CareEdge Ratings stated that a combination of recent price hikes, a softening of international LPG procurement costs, increased US imports, and additional government support, including subsidy provisions, excise duty collections, and the recent hike in retail LPG price, is expected to ease financial pressure and restore profitability for OMCs in FY26. 

Sharp consumption rise increases dependence on imports

About 90 per cent of LPG consumption is attributed to household cooking in India, according to CareEdge Ratings. This is largely driven by rural penetration under government schemes like Pradhan Mantri Ujjwala Yojana (PMUY). Eligible PMUY beneficiaries receive a subsidy of Rs 300 per cylinder under the Direct Benefit Transfer scheme, applicable for up to 12 refills per year.  In comparison, industrial, commercial, and automotive account for remaining 10 per cent,

This sharp rise in the LPG consumer base has led to an interesting turn of events. Lower LPG production by Indian crude oil refiners has increasingly led to greater reliance on imported LPG. This has grown significantly, with imports meeting nearly 60 per cent of the country’s LPG needs in FY25 compared to around 46 per cent a decade ago.

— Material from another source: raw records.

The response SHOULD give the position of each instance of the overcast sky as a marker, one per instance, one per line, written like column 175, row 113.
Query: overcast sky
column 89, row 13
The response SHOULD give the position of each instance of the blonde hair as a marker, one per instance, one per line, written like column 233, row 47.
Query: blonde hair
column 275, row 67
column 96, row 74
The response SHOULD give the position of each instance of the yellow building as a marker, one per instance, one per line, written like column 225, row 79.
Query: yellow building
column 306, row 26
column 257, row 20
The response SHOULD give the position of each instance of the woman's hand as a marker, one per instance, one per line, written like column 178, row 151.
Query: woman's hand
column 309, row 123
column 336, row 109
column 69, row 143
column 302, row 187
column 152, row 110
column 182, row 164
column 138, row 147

Rising LPG imports: Who foots the bill?

With consumption growing and LPG prices tightly regulated, Oil Marketing Companies (OMCs) continued to absorb losses. This slashed their combined profits to just Rs 35,000 crore in FY25 from Rs 85,000 crore in FY24. 

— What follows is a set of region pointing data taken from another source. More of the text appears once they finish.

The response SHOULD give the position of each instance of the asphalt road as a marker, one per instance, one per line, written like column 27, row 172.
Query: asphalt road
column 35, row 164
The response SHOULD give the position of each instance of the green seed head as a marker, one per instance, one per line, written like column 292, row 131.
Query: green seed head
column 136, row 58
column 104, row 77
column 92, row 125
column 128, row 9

While the dependency of LPG imports increased to nearly 60 per cent in FY25 from 46 per cent in FY16  on the back of consumption outpacing production, there are expectations of increasing domestic product.

Currently, 90 per cent of the LPG import demand is being met by Middle Eastern countries, including the UAE, Qatar, and Saudi Arabia. Moving ahead, Indian crude oil refining capacity is anticipated to rise by 20 per cent over the next 4-5 years. However, the report maintained, it will still be lower than the domestic requirement, resulting in continued import dependency for LPG.

LPG procurement cost 

Pricing however, remains a key concern in the face of rising imports. In good news for Indian companies, the international crude oil prices fell sharply. “The sharp decline in crude oil price is attributable to the planned increase in production by OPEC+, coupled with concerns about demand due to a likely slowdown arising from the global tariff war,” added Richa Bagaria, Associate Director, CareEdge Ratings,. 

As the procurement cost of LPG is linked to the international LPG benchmark, specifically the Saudi Contract Price, this decline in prices augurs well for the companies. However, because China has shifted its LPG sourcing from the US to the Middle East, demand pressure has kept the Saudi benchmark price steady. 

As a result, India moved towards the US for its LPG imports, which proved to be beneficial in the sense that the country moved away from higher prices of the Middle East and also is balancing its trade surplus with the US – a requisite for trade talks with Donald Trump led administration. 

Any good news for OMCs?

The Ministry of Petroleum and Natural Gas (MoPNG), GoI, hiked the retail LPG price by Rs 50/ cylinder, effective April 8. Before this, the last price hike was implemented in March 2023. After this the prices were reduced by Rs 200 per cylinder in August 2023 and by another Rs 100 per cylinder in March 2024. 

The above factors, including the April price hike, are expected to further reduce the LPG under-recoveries in the coming quarters. 

CareEdge Ratings maintained that OMCs faced significant under-recoveries in LPG to the extent of around Rs 220/ 14.2 kg cylinder in FY25, as the higher LPG sourcing cost could not be passed on to the consumers,  “Furthermore, anticipated reduction in LPG sourcing cost going forward on the back of decline in crude oil prices as well as higher sourcing of LPG from US is expected to further reduce the LPG under-recoveries in the coming quarters such that aggregate under-recoveries of Indian OMCs could decline by around 45 per cent in FY26 YoY.”